New Brighton approves final polling place

City ponders local elections changes

New Brighton's polling places are set for the city’s voters this fall.

The New Brighton City Council approved the city's new Precinct 8 polling place at Sunny Square Park Neighborhood Center during its July 14 council meeting.

The council approved a reconfigured precinct map in March that added three precincts and caused the relocation of many residents to new polling places. 

The council had approved seven of eight polling places on June 23 but postponed the approval of Precinct 8’s at Sunny Square Park Neighborhood Center, 2200 Sunnyside Terrace near New Brighton's northern border and the intersection of Silver Lake Road and County Road H, after some council members questioned whether it could adequately accommodate voters.

Council members Gina Bauman and Brian Strub said the neighborhood center's parking lot didn’t have enough parking spaces to accommodate voters and suggested city clerk Terri Haarstad consider Mounds View High School and Sunnyside Elementary School as potential polling places for Precinct 8.

Haarstad and other New Brighton city staff spoke with the Mounds View School District and Sunnyside's principle but said at the July 14 council meeting that the high school and elementary school were inadequate locations for voters.

Haarstad said the high school had no space to designate for election activities and the elementary school could only provide 12 parking spaces.

Sunny Square Park Neighborhood Center will offer 25 spots in its front lot for voters, in addition to potential spots in its back lot and on the streets near the building, Haarstad said.

She also said she discussed the neighborhood center with staff from New Brighton’s Department of Public Safety and with Ramsey County elections supervisor Joe Mansky.

Public safety staff said no traffic accidents have happened at the park in the past three years, where many events and sports games take place, while Mansky said the neighborhood center’s parking lot could accommodate voters.

Still, some council members had concerns.

Bauman said she still believed the neighborhood center parking lot would be a traffic hazard for voters and would be difficult for some to find.
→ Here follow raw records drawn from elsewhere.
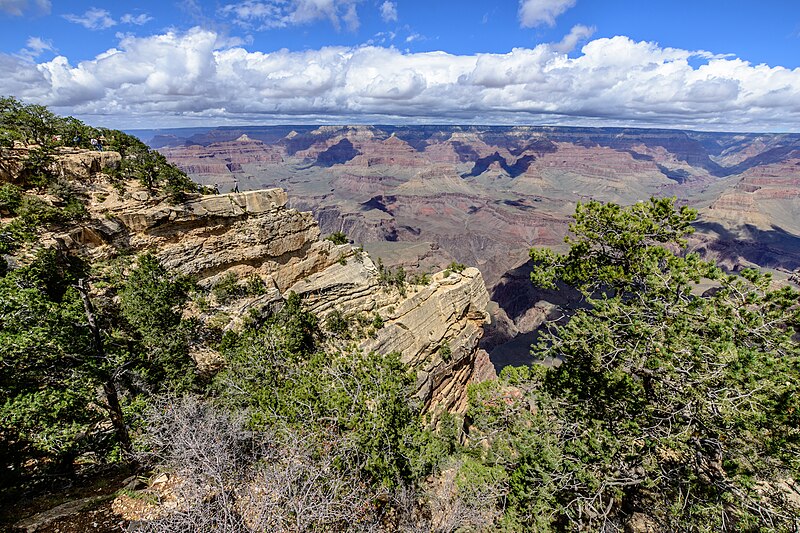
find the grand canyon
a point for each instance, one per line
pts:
(424, 196)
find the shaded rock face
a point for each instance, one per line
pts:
(422, 196)
(255, 233)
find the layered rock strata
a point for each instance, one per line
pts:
(435, 328)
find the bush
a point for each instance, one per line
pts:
(457, 267)
(10, 198)
(337, 237)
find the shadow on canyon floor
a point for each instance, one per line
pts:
(775, 248)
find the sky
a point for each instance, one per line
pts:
(719, 65)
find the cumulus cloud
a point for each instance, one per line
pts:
(534, 13)
(177, 78)
(578, 34)
(389, 11)
(136, 20)
(92, 19)
(17, 8)
(269, 14)
(101, 19)
(34, 47)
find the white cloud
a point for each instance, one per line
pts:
(534, 13)
(178, 78)
(389, 11)
(34, 47)
(136, 20)
(269, 14)
(93, 19)
(577, 34)
(17, 8)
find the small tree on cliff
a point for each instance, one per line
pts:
(670, 405)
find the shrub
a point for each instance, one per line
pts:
(337, 237)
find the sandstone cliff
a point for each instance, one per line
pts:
(436, 328)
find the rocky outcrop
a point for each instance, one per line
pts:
(435, 328)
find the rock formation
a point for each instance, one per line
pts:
(435, 328)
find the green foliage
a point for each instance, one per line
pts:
(421, 279)
(10, 198)
(337, 237)
(150, 301)
(48, 380)
(37, 169)
(275, 370)
(153, 170)
(32, 123)
(667, 403)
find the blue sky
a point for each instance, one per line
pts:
(704, 64)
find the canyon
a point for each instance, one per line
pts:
(424, 196)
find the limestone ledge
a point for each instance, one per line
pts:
(255, 233)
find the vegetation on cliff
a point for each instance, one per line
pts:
(674, 406)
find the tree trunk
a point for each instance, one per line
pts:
(109, 388)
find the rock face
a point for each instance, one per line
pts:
(423, 196)
(435, 328)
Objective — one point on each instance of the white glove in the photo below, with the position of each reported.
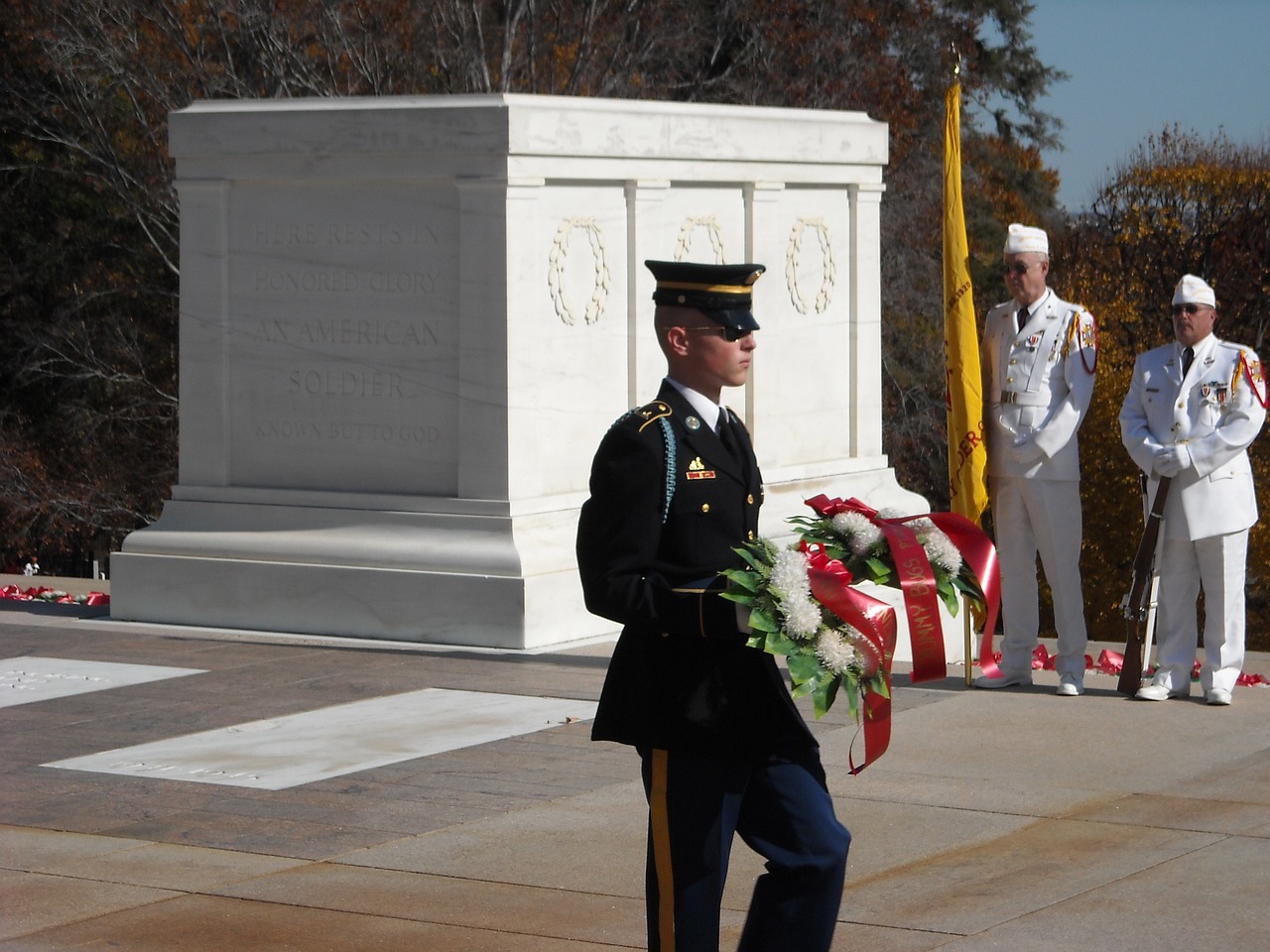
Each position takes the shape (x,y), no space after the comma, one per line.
(1025,451)
(1171,461)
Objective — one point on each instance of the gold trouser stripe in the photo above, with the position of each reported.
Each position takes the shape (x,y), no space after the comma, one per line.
(661,833)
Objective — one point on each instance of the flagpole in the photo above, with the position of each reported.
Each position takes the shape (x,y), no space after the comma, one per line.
(968,490)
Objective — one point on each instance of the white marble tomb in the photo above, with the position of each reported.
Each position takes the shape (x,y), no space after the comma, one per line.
(407,322)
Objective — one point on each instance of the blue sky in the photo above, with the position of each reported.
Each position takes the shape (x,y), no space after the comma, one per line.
(1137,66)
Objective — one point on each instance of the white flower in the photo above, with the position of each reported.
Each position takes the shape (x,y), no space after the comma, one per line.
(789,574)
(860,531)
(834,652)
(942,551)
(802,617)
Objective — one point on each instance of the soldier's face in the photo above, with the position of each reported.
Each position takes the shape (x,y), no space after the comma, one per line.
(1193,322)
(1025,276)
(721,361)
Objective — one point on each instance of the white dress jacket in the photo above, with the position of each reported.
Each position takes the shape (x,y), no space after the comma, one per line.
(1216,412)
(1038,385)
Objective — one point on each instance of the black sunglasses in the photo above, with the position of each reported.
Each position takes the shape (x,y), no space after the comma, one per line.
(730,334)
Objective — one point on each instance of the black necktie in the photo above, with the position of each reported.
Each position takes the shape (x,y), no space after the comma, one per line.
(728,435)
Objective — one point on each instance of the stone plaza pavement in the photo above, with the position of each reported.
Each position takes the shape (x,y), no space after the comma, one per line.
(997,820)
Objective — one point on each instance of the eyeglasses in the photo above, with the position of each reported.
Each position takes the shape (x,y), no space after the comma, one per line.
(730,334)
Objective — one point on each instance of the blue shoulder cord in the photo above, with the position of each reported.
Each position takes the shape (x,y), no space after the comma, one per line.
(670,467)
(668,438)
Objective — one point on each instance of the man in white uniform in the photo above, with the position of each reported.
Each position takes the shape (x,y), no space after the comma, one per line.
(1192,411)
(1039,356)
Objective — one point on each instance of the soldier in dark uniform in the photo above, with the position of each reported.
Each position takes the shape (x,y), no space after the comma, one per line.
(724,749)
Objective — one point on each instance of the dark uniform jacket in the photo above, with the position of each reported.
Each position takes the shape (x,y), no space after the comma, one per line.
(681,676)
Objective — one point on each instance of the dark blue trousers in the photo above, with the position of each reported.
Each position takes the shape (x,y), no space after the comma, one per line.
(781,810)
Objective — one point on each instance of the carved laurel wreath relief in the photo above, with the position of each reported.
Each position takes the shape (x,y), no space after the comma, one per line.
(564,307)
(793,257)
(712,231)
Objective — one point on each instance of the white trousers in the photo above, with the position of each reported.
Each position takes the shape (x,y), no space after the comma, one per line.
(1039,517)
(1216,565)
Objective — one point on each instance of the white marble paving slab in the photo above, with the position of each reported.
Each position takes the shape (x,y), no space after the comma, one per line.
(30,678)
(287,752)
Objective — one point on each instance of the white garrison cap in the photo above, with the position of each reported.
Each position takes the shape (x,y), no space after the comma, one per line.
(1194,291)
(1023,238)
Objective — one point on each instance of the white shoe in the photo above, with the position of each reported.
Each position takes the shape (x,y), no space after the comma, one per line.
(1006,679)
(1159,692)
(1070,685)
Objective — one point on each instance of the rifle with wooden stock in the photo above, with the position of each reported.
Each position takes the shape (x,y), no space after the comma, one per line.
(1137,603)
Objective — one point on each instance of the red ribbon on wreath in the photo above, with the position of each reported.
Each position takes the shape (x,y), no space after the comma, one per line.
(917,579)
(875,620)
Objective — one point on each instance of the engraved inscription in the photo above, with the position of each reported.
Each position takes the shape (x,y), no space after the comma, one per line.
(345,339)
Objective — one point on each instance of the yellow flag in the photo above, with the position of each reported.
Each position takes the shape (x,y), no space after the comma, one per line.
(968,456)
She and council member Mary Burg suggested Atonement Church as a better polling place for Precinct 8.

Despite those concerns, the council approved the final polling place with a 3-2 vote. Council members Bauman and Paul Jacobsen voted against the polling place.

More changes for voters?

While the reconfigured precincts and their respective polling places will take effect this November, more changes could be just around the corner for New Brighton voters.
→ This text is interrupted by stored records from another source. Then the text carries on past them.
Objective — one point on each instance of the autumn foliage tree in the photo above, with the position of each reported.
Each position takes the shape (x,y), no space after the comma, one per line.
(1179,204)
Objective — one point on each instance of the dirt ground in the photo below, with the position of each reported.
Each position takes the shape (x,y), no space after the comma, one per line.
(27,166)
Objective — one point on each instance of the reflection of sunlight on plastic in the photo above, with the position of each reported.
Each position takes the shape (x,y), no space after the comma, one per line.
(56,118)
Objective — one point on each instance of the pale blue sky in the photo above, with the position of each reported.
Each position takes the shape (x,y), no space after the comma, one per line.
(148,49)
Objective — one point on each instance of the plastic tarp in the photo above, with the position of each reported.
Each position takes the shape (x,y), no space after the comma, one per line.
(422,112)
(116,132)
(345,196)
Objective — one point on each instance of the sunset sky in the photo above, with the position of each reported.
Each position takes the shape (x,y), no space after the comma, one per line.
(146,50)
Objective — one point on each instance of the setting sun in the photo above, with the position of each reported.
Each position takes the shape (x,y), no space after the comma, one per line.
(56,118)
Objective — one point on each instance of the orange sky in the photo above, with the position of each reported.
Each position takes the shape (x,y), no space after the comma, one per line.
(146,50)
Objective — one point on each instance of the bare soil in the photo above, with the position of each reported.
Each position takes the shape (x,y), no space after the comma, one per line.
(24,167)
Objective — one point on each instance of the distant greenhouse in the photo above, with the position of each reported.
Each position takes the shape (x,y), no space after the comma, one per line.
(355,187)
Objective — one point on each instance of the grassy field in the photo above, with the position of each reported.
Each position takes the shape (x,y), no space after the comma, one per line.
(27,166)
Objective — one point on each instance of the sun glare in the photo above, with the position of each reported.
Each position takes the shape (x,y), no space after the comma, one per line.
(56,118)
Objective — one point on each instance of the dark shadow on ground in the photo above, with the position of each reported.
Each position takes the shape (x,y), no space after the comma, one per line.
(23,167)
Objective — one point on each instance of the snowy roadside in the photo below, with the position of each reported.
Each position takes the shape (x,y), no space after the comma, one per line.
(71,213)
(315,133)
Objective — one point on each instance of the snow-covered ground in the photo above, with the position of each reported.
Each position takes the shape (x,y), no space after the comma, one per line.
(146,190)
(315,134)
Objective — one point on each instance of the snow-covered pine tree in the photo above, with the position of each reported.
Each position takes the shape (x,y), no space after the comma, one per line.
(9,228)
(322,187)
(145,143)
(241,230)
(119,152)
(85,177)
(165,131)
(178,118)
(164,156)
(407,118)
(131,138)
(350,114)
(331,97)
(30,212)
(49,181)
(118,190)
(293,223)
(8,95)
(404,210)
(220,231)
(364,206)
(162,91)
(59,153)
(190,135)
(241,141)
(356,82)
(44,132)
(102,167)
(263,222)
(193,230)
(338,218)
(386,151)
Haarstad and city council members discussed holding municipal elections on even-numbered years with other state and national elections at a July 7 council work session. The city currently holds municipal elections on odd-numbered years.
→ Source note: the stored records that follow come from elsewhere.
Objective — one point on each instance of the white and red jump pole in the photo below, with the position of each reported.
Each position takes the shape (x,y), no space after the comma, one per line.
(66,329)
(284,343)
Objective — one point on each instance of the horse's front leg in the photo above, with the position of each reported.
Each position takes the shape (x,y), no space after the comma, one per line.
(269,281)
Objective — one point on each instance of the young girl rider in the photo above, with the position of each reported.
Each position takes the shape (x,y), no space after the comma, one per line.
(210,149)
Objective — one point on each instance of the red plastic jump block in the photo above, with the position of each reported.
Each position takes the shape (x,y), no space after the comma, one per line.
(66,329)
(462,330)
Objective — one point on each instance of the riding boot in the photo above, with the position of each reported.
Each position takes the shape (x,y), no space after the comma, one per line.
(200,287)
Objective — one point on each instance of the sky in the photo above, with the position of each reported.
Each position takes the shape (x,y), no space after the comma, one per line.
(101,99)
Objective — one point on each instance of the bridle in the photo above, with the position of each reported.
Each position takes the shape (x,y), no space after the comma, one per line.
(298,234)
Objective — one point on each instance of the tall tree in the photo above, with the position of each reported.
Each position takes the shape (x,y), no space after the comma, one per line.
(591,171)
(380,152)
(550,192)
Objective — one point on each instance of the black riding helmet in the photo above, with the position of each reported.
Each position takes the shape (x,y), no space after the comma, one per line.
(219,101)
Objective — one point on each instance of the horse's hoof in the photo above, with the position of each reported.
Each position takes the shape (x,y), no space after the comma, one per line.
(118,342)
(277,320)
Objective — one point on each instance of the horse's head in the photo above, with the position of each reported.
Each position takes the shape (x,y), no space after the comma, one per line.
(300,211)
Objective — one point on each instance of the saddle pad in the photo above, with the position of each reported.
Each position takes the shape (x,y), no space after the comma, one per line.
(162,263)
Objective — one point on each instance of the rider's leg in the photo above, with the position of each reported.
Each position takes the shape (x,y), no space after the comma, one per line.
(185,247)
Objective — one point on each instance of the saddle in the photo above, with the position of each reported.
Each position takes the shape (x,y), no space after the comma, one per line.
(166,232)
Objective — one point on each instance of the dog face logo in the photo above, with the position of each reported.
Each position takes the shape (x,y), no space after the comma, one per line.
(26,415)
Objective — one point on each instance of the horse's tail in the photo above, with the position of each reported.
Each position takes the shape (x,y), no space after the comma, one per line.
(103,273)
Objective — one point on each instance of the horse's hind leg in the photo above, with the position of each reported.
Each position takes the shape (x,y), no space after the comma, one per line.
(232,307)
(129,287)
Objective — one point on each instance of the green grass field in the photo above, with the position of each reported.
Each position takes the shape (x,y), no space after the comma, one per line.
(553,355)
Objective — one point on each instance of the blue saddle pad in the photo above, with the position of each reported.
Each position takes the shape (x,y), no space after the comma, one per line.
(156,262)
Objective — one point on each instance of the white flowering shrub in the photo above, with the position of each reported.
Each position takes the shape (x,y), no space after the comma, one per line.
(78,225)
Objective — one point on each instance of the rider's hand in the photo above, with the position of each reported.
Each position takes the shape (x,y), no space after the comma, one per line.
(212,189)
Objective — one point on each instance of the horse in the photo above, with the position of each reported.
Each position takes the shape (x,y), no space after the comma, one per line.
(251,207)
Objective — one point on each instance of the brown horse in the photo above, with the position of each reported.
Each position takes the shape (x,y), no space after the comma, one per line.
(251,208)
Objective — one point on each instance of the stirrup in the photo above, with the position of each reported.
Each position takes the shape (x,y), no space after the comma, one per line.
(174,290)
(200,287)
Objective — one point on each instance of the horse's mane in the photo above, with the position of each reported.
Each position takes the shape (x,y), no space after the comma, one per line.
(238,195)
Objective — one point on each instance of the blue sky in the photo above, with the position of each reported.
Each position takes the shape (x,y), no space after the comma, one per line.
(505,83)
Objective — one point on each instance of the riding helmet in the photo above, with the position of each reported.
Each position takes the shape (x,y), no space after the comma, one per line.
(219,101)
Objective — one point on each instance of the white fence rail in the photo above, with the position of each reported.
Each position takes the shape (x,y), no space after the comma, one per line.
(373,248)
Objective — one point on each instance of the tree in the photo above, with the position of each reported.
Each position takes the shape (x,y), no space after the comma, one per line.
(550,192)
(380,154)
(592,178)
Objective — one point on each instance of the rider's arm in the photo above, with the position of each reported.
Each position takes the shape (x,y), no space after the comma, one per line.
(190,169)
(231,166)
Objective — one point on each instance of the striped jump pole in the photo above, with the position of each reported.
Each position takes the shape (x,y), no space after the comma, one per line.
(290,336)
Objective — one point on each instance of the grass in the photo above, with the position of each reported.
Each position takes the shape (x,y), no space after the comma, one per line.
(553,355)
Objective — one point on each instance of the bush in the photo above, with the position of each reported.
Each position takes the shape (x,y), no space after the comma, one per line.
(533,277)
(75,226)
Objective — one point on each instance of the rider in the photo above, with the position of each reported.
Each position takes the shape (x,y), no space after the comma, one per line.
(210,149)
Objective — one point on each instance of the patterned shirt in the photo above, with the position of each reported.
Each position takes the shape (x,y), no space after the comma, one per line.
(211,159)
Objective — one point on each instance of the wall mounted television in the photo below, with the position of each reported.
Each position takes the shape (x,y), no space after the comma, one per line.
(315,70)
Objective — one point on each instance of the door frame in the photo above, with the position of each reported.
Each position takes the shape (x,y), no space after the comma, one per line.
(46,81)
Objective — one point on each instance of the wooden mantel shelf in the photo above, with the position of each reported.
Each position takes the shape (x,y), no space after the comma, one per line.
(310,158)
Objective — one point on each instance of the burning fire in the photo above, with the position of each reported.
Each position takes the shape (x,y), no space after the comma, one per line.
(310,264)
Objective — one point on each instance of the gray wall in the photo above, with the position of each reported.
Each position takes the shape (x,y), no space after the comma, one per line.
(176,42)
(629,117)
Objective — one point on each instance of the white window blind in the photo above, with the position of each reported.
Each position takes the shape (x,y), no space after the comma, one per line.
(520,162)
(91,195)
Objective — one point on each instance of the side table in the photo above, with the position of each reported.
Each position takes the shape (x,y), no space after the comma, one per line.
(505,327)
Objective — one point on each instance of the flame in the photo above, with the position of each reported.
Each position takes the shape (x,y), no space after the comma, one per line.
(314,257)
According to a memo from Haarstad written to the council, proponents of even-year municipal elections say such elections can save cities money and encourage more people to vote in local elections.

Opponents of even-year municipal elections, she wrote, say these elections can dilute a sense of city-wide identity and civic responsibility, and cause voters to overlook local candidates.

Bauman agreed that even-year elections could disengage voters.

"Engagement is ongoing, not once every two years," Bauman said.

Mayor Dave Jacobsen also agreed even-year elections could cause voters to overlook local elections. These elections would likely result in a larger quantity of voters but not a greater quality, he said.

Strub disagreed with Bauman and Jacobsen.

"I think everybody that shows up on elections day is quality, and everybody that shows up on elections day has some responsibility to vote from the top to the bottom of the ticket," Strub said. "It's not my responsibility to judge what they do, it's mine to get more people to participate in our city elections."

Bauman added she was also opposed to a switch to even-year elections if it would shorten city council members' terms, while Strub and Burg said they would be willing to give up a year of their terms to change to even-year elections.

In the end, council members decided to postpone further discussions on even-year elections until the city could discuss the potential change with the Mounds View School District.

Haarstad said the district would not be required to change from odd to even year elections if the city changed, but Mayor Jacobsen said if the city changed its local elections, it could affect the school district.

If council members decide at a future work session that they would like city staff to draft an ordinance to hold even-year elections and that ordinance is approved, it could go into effect November 2016.